When anaconda creates /etc/sysconfig/kernel, it always sets UPDATEDEFAULT=yes.
This should not be set if the default boot option is not pointing to the kernel
(i.e. when configuring the boot loader another OS, like WinXP, is chosen as
My father dual boots WinXP and Fedora so he can work on Linux/Unix things at
home, but WinXP is his default. When he updates the kernel, it changes the
default boot option to point at the newly installed kernel, ignoring that WinXP
was the default.
Actually, grubby should only be changing the default if the default is already
matching (or that was the intent anyway)
I don't see anything in grubby or new-kernel-pkg that looks like it checks to
see if the default is a Linux install before changing the default.

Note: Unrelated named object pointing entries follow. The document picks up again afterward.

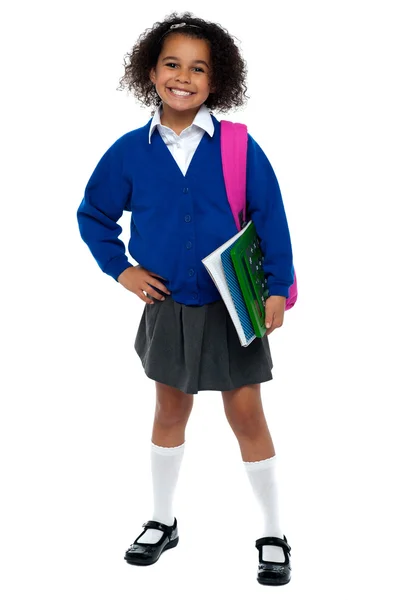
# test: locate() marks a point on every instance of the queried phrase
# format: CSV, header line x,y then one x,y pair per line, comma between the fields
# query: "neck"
x,y
177,120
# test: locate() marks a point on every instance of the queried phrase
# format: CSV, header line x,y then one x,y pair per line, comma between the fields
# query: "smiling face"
x,y
182,75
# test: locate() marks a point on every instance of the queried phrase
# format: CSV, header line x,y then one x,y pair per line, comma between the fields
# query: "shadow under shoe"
x,y
147,554
274,573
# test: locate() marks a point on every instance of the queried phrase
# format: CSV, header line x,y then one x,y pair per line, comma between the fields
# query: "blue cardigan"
x,y
176,219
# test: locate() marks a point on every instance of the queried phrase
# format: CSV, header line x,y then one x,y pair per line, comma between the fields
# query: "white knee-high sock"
x,y
165,467
262,475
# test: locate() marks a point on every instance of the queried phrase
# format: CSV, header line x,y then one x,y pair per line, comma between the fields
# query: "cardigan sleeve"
x,y
265,208
106,196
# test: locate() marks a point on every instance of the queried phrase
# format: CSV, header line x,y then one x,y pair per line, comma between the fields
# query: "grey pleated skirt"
x,y
195,348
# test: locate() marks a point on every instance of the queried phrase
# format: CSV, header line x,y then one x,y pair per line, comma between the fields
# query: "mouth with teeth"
x,y
180,93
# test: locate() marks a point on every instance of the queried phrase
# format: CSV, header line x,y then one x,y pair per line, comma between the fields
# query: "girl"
x,y
168,173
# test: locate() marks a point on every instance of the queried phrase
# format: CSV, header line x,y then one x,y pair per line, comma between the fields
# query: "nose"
x,y
183,76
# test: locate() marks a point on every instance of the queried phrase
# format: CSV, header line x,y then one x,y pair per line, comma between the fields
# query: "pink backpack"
x,y
234,141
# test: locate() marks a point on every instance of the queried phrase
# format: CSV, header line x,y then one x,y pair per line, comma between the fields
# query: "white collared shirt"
x,y
183,146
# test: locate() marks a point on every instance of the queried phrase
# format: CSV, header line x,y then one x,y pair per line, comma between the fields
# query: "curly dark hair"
x,y
228,69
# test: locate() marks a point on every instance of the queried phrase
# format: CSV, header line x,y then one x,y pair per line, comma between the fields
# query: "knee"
x,y
245,422
173,410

That also seems like it would be the wrong place to do the detection. How can
grubby know the difference between "make this default" and "make this default
only if default is currently Linux"? If the second mode is what is intended,
the documentation should be updated to reflect it.
This is based on a decision made during install (whether the newly installed
system should be the default in the boot loader); wouldn't it make more sense
for anaconda to store the results of that decision in /etc/sysconfig/kernel
rather than hard-code some behavior in grubby?
Fedora Core 3 is now maintained by the Fedora Legacy project for security
updates only. If this problem is a security issue, please reopen and
reassign to the Fedora Legacy product. If it is not a security issue and
hasn't been resolved in the current FC5 updates or in the FC6 test
release, reopen and change the version to match.